China está actualizando con inteligencia artificial avanzada la mayor red de vigilancia del mundo, en una expansión que refuerza la capacidad del Estado para seguir a las personas, examinar su comportamiento y prever posibles disturbios en tiempo real. Un análisis del Financial Times, basado en más de una docena de documentos de adquisición y entrevistas con personas familiarizadas con los contratos, apunta a que gobiernos locales de todo el país están desplegando nuevos sistemas impulsados por IA, en línea con la orientación de Pekín hacia la llamada “vigilancia policial predictiva”.

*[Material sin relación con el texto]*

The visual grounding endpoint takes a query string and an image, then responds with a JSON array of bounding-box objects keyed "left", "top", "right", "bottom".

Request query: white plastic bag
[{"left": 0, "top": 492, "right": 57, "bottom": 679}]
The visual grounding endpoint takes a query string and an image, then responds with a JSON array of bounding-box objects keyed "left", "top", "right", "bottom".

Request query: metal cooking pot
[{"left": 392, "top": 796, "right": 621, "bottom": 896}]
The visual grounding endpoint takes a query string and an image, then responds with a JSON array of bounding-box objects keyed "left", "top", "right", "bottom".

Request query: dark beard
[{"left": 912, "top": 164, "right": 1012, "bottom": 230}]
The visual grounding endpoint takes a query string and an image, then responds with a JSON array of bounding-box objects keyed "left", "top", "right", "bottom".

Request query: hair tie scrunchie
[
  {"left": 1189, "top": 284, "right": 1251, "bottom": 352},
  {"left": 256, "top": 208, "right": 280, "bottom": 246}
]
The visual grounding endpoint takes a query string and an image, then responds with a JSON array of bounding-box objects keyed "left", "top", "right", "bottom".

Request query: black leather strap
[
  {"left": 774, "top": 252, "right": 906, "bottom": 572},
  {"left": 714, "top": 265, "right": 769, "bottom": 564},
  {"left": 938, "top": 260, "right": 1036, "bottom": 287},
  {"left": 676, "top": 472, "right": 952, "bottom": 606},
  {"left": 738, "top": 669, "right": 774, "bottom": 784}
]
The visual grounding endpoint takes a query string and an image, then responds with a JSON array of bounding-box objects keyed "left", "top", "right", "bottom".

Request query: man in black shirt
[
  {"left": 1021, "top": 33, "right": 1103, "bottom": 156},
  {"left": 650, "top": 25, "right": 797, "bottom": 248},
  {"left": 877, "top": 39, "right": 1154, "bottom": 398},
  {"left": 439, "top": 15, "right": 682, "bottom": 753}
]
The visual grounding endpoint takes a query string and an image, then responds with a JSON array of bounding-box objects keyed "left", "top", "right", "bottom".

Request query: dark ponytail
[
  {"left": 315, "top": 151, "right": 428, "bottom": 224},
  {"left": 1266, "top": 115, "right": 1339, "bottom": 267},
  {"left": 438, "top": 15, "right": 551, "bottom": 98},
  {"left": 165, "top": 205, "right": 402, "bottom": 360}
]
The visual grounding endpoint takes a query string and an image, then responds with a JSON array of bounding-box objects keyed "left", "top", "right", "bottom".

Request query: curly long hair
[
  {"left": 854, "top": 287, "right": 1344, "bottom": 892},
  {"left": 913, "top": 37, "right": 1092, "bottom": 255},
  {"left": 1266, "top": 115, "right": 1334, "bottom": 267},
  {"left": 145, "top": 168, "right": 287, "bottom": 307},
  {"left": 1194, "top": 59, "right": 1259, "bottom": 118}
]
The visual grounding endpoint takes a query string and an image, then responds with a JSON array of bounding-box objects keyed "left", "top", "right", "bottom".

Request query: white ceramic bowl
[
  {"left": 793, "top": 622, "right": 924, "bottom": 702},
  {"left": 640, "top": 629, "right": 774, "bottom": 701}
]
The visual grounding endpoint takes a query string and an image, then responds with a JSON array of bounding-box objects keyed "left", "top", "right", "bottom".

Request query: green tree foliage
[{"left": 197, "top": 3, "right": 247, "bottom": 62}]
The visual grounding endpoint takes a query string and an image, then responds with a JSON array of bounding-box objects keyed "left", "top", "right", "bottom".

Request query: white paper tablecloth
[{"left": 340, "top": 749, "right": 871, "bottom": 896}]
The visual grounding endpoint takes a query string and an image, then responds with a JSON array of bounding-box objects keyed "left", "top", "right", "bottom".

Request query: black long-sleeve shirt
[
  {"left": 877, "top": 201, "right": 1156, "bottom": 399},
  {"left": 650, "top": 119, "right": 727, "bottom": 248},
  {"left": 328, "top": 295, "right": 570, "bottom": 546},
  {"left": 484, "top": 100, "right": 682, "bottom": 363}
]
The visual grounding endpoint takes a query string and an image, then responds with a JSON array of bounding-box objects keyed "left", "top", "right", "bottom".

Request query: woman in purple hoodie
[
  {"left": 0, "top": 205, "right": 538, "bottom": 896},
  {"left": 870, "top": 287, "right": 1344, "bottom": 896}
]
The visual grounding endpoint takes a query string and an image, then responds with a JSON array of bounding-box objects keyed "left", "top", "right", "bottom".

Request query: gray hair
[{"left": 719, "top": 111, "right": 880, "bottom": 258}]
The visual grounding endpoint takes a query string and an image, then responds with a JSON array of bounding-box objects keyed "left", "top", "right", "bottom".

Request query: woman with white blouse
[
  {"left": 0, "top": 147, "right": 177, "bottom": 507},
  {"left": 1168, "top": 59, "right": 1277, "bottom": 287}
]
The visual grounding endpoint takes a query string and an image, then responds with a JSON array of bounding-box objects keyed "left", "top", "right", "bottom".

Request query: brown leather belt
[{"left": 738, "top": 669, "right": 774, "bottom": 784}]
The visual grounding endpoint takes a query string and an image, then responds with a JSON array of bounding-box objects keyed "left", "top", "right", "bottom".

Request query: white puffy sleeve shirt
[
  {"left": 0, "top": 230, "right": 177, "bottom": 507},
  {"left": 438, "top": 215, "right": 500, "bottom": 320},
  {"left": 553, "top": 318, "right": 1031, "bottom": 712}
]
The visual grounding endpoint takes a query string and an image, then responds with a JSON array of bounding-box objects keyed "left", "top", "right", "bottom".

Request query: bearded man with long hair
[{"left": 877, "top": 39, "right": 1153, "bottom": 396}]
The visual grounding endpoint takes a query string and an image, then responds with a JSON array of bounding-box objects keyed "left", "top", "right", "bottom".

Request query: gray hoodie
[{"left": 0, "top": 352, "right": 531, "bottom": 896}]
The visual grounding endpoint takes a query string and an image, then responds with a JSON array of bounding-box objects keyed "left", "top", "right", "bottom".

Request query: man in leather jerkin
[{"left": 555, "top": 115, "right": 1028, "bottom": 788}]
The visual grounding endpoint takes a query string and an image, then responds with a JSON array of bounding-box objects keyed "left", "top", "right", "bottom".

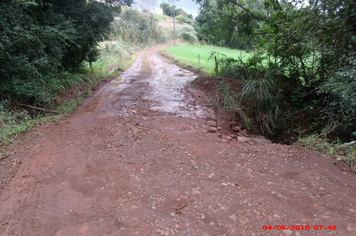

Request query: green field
[{"left": 164, "top": 45, "right": 250, "bottom": 74}]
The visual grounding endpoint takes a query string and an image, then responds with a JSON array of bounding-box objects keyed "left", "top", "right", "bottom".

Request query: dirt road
[{"left": 0, "top": 43, "right": 356, "bottom": 236}]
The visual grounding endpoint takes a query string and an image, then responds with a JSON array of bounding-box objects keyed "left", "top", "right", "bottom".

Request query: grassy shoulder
[
  {"left": 0, "top": 41, "right": 138, "bottom": 155},
  {"left": 163, "top": 44, "right": 250, "bottom": 74},
  {"left": 297, "top": 135, "right": 356, "bottom": 173},
  {"left": 164, "top": 44, "right": 356, "bottom": 172}
]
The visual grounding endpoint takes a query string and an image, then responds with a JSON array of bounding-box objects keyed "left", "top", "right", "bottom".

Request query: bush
[
  {"left": 177, "top": 24, "right": 198, "bottom": 43},
  {"left": 176, "top": 15, "right": 193, "bottom": 25}
]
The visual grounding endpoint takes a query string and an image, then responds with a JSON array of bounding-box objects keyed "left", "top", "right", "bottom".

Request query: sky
[{"left": 135, "top": 0, "right": 200, "bottom": 17}]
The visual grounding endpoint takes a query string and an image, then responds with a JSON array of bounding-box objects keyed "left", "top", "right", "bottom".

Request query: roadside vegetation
[
  {"left": 164, "top": 44, "right": 249, "bottom": 75},
  {"left": 166, "top": 0, "right": 356, "bottom": 170},
  {"left": 0, "top": 0, "right": 172, "bottom": 151}
]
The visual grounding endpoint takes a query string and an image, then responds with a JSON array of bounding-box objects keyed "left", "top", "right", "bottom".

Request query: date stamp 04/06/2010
[{"left": 262, "top": 225, "right": 336, "bottom": 230}]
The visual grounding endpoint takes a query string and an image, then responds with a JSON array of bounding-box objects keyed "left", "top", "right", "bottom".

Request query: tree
[
  {"left": 0, "top": 0, "right": 132, "bottom": 105},
  {"left": 196, "top": 0, "right": 356, "bottom": 139}
]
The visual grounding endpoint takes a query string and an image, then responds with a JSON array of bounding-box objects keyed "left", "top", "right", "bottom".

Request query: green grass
[
  {"left": 298, "top": 135, "right": 356, "bottom": 173},
  {"left": 164, "top": 45, "right": 250, "bottom": 74}
]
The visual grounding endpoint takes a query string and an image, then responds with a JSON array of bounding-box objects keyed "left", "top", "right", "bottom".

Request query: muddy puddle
[{"left": 81, "top": 45, "right": 214, "bottom": 118}]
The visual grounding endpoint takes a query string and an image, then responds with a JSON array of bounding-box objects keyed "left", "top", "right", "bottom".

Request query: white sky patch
[{"left": 133, "top": 0, "right": 200, "bottom": 17}]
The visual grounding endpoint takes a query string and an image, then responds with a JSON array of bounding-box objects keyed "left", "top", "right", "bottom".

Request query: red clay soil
[{"left": 0, "top": 42, "right": 356, "bottom": 236}]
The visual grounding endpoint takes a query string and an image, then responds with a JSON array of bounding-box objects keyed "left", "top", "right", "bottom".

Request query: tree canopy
[
  {"left": 195, "top": 0, "right": 356, "bottom": 139},
  {"left": 0, "top": 0, "right": 132, "bottom": 104}
]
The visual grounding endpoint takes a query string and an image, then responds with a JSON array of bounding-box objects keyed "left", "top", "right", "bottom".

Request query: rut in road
[{"left": 0, "top": 42, "right": 356, "bottom": 236}]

Ese movimiento supone el mayor impulso en años para modernizar un aparato de vigilancia levantado hace una década y ya utilizado de forma amplia para monitorear al público, reducir la delincuencia callejera, reprimir la disidencia y gestionar la estabilidad social. A la vez, el giro deja al descubierto un contraste con la imagen de sistema de vanguardia que Pekín ha promovido durante años: según el reporte, la infraestructura seguía arrastrando hardware obsoleto, plataformas de software fragmentadas y funciones de IA limitadas.
La nueva inversión añade cámaras y software capaces de interpretar escenas, detectar patrones de comportamiento y recuperar imágenes mediante indicaciones escritas, lo que reduce de manera drástica la revisión manual por parte de la policía. “El antiguo sistema de vigilancia de China es reactivo. No es eficaz para anticipar ni comprender las intenciones de personas que no se encuentran bajo vigilancia explícita”, dijo Minxin Pei, experto en sistemas de gobernanza y vigilancia chinos del Claremont McKenna College.